By: Sam Cook, The Dickinson Press
DULUTH, Minn. — Wisconsin hunters will see a wolf season starting Oct. 15 and continuing through the last day of February, according to a bill passed in the Wisconsin Legislature. Department of Natural Resources officials are now developing rules, harvest levels and an application process for the hunt.
As in Minnesota, wolves were removed from the federal endangered species list in January, and the state assumed management of the species. DNR officials estimate the state’s wolf population at about 800.
Here are some details of the hunt, as outlined in state law:
- The DNR may limit the number of licenses issued and the number of wolves to be harvested.
- License fee is $100 for residents and $500 for non-residents. A license authorizes both hunting and trapping.
- Season: Oct. 15 to last day of February for both hunting and trapping.
- Each license will come with one carcass tag.
- The DNR may close the season early if it feels that is necessary for wolf management.
- A person may hunt wolves using dogs and with the aid of bait beginning with the first Monday that follows the last day of the regular season that is open to hunting deer with firearms and ending when the (wolf) season closes. No more than six dogs in a single pack may be used.
- A rifle, a muzzleloader, handgun, shotgun that fires slugs or shotshells, and any other firearm that is loaded with a single slug or ball is legal for hunting wolves. Hunting wolves with shot that is larger than size BB, such as buck shot, is legal.

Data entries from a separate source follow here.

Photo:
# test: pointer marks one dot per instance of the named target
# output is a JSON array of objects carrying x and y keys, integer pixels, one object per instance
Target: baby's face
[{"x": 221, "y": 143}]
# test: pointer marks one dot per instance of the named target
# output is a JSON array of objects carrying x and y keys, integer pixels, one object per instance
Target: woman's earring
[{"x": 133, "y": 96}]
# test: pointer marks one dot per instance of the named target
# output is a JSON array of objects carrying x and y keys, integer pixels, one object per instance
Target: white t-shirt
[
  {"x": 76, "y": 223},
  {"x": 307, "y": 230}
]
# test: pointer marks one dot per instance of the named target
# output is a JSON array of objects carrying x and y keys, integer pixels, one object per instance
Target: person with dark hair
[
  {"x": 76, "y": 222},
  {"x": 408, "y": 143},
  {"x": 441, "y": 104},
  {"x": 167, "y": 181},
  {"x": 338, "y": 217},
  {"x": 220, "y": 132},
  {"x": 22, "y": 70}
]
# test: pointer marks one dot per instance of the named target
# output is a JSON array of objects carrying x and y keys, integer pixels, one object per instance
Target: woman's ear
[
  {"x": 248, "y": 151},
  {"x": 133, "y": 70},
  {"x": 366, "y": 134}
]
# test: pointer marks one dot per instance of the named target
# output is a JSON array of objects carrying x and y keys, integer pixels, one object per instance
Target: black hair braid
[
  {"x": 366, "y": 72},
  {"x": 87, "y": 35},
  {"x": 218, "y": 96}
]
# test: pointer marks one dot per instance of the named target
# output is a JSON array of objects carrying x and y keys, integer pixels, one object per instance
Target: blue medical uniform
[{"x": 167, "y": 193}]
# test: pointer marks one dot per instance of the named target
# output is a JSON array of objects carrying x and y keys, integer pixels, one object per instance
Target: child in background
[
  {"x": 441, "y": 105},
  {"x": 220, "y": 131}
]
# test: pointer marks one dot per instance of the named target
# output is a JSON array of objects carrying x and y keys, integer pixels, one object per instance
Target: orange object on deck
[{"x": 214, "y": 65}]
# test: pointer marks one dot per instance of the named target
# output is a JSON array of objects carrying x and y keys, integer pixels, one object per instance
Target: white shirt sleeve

- A person may hunt wolves without hunting hour restrictions, but only during the period beginning on the first Monday after the last day of the regular gun deer season and ending when wolf season closes.
- The DNR is required to administer a program under which payments may be made to persons for death or injury caused by wolves to livestock, to hunting dogs other than those being used in the hunting of wolves and to pets.
- A restitution fee, charged to people who kill wolves illegally, is $87.50.
- Cable restraints, or snares, will be legal for trapping wolves.
Minnesota proposed wolf season
As reported earlier, the Minnesota House on April 3 approved a wolf season that would begin this fall. The Senate is considering a bill that has similar language and may act on that bill this week.
Under the House bill, the wolf license fee would be $26 for residents and $250 for non-residents. The hunting and trapping season would begin the first day of the firearms deer season.
The DNR may limit the number of hunters and trappers and establish a lottery system to select them. Under the House bill, the DNR also may set a harvest quota and close the season when the quota is reached. Snares would be legal for trapping.
The restitution fee for illegally taken wolves would be set at $500.
The Minnesota Department of Natural Resources had proposed a wolf season beginning after the firearms deer season when pelts are prime. DNR officials prefer to treat the wolf as a big game animal to be taken in a season separate from the deer season, rather than being taken as an incidental kill during the deer season.
Cook is a reporter for the Duluth (Minn.) News Tribune, which is owned by Forum Communications Co.